Mary Elizabeth Potter had numerous small chores to occupy her time that Saturday morning, but her conscience wouldn't let her rest until she had talked to Joe Mackenzie. The boy had dropped out of school two months before, a month before she had arrived to take the place of a teacher who had abruptly quit. No one had mentioned the boy to Mary, but she'd run across his school record, and curiosity had led her to read it. In the small town of Ruth, Wyoming, there weren't that many students in school, and she had thought she'd met them all. In fact, there were less than sixty students, but the graduation rate was almost one hundred percent, so any dropout was unusual. When she had read Joe Mackenzie's record, she'd been stunned. The boy had been at the top of his class, with straight A's in all subjects. Students who did poorly would get discouraged and drop out, but every teaching instinct she had was outraged that such an outstanding student would just quit. She had to talk to him, try to make him understand how important it was to his future that he continue his education. Sixteen was so young to make a mistake that would haunt him the rest of his life. She wouldn't be able to sleep at night until she had done her best to talk him into returning.

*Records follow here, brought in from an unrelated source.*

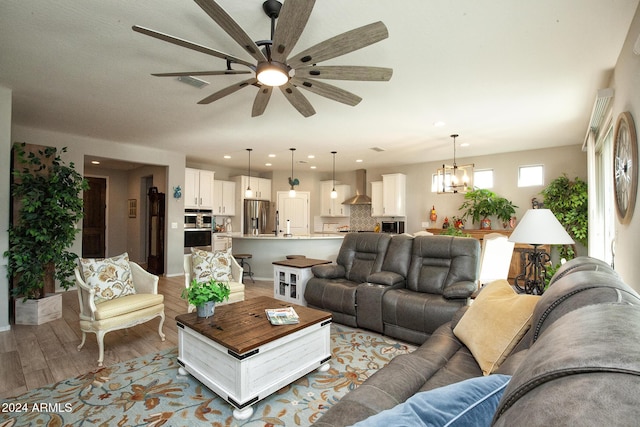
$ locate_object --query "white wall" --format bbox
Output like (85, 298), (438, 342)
(0, 87), (11, 331)
(367, 145), (587, 236)
(610, 8), (640, 291)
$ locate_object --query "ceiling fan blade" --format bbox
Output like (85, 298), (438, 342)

It had snowed again during the night and had turned bitterly cold. The cat meowed plaintively as it wound around her ankles, as if complaining about the weather. "I know, Woodrow," she consoled the animal. "The floor must be cold to your feet." She could sympathize. She didn't think her feet had been warm since she had moved to Wyoming.

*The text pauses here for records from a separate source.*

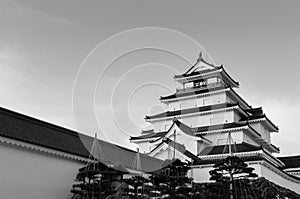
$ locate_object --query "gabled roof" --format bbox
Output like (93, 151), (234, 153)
(145, 103), (238, 119)
(160, 86), (228, 100)
(130, 119), (261, 142)
(0, 108), (162, 170)
(130, 131), (168, 141)
(130, 119), (211, 142)
(174, 65), (239, 87)
(240, 114), (279, 131)
(149, 138), (201, 161)
(278, 155), (300, 169)
(198, 142), (261, 156)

Before another winter came, she promised herself, she would own a pair of warm, sturdy boots, fur-lined and waterproof, and she would stomp about in the snow as if she'd been doing it all her life, like a native. Actually she needed the boots now, but the expenses of moving had wiped out her cash reserves, and the teachings of her thrifty aunt prevented her from buying the boots on credit.
Woodrow meowed again as she put on the warmest, most sensible shoes she owned, the ones she privately called her "old maid schoolteacher shoes." Mary paused to scratch behind his ears, and his back arched in ecstasy. She had inherited him with the house, which the school board had arranged for her to live in; the cat, like the house, wasn't much. She had no idea how old Woodrow was, but both he and the house looked a little run-down. Mary had always resisted owning a cat—it seemed the crowning touch to an old maid's life—but finally her fate had caught up with her.
She was an old maid. Now she owned a cat. And wore old maid shoes. The picture was complete.
"Water seeks its own level," she told the cat, who looked back at her with his unconcerned Egyptian gaze. "But what do you care? It doesn't hurt you that my personal water level seems to stop at sensible shoes and cats."
But as she looked in the mirror to make certain her hair was tidy, she sighed. Sensible shoes and cats were just her style, along with being pale, slight and nondescript. "Mousy" was a good word. Mary Elizabeth Potter had been born to be an old maid.
She was dressed as warmly as she could manage, unless she put on socks to wear with her sensible shoes, but she drew the line at that. Dainty white anklets with long ruffled skirts were one thing, but knee socks with a wool dress were something else entirely. She was willing to be dowdy for the sake of warmth; she was not willing to be tacky.